On Tuesday, the RCMP named Kam McLeod, 19, and Bryer Schmegelsky, 18, as suspects in the homicides of a young tourist couple gunned down last week, as well as the suspicious death of another man whose body was found near the friends' burnt-out truck days later.

Although it's believed McLeod and Schmegelsky have left British Columbia and may still be on the move — with sightings in northern Manitoba — the alleged killings have left many on edge where police suspect they took place.  

McLeod, left, and Schmegelsky, right, from Port Alberni, B.C., are suspects in the homicides of a young couple gunned down in mid-July and in the suspicious death of another man whose body was found near the men's burnt-out truck days later. (B.C. RCMP/Alan Schmegelsky)

"I've spoken to people who are thinking twice about their hiking plans or their weekend camping trips while these investigations are still underway," Kurjata told The Current's guest host Anthony Germain

The string of deaths, as well as the accompanying Canada-wide warrant and mystery, highlight the isolated nature of the region, Kurjata explained.

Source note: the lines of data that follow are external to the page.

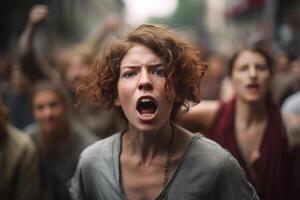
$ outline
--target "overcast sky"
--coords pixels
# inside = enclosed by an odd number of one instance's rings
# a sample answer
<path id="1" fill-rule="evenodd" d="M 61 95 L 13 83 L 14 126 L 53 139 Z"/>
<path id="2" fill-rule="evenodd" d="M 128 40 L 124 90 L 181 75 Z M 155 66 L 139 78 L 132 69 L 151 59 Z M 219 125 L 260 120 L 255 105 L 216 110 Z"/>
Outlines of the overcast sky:
<path id="1" fill-rule="evenodd" d="M 177 0 L 124 0 L 126 20 L 138 25 L 150 17 L 164 17 L 172 14 Z"/>

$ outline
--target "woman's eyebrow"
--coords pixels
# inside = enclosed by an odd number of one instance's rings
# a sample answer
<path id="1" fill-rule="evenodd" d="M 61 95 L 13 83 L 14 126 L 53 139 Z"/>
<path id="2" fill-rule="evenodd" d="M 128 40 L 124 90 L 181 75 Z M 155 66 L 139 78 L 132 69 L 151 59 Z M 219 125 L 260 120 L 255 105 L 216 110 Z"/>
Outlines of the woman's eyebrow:
<path id="1" fill-rule="evenodd" d="M 156 67 L 161 67 L 163 65 L 163 63 L 156 63 L 156 64 L 150 64 L 148 65 L 151 68 L 156 68 Z"/>

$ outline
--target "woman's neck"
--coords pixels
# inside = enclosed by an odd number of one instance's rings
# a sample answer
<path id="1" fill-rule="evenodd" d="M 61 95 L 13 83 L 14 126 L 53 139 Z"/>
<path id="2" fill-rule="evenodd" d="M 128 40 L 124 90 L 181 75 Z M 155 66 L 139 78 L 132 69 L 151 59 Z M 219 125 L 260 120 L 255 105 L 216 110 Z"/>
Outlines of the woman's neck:
<path id="1" fill-rule="evenodd" d="M 155 157 L 165 156 L 174 134 L 173 125 L 167 122 L 159 130 L 145 133 L 129 125 L 123 135 L 123 152 L 137 156 L 140 164 L 150 165 Z"/>
<path id="2" fill-rule="evenodd" d="M 248 103 L 242 99 L 236 99 L 235 120 L 249 127 L 255 123 L 263 123 L 267 120 L 268 110 L 264 101 Z"/>

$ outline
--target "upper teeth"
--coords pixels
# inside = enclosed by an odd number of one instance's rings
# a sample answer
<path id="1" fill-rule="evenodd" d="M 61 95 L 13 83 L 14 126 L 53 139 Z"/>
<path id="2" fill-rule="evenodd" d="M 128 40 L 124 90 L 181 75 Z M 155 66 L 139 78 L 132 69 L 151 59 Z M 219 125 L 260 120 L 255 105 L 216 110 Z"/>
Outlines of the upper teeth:
<path id="1" fill-rule="evenodd" d="M 141 102 L 151 102 L 152 99 L 149 99 L 149 98 L 145 98 L 145 99 L 142 99 Z"/>

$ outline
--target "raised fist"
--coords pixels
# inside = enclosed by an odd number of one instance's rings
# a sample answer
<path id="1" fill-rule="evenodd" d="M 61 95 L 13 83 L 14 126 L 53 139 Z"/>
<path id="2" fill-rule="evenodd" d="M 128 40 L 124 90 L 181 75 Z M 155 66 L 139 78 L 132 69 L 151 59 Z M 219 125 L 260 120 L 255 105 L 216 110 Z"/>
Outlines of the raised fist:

"Lots of people drive along these long, northern highways for work [and] to visit family. Expectant mothers who live in Fort Nelson, south of Liard, have to make the trek several hours away to get maternity care in hospitals," he said.

The thousands of tourists drawn to the region's pristine wilderness must take safety precautions before setting out, he advised.

Cell coverage is close to non-existent and calling 911 is not an option, Kurjata explained. When it comes to driving a long stretch of single-lane highway, rest areas a "few and far between." 

"Many of them are just pullouts along the highway rather than a gas station or a restaurant where you might talk to another person," he said.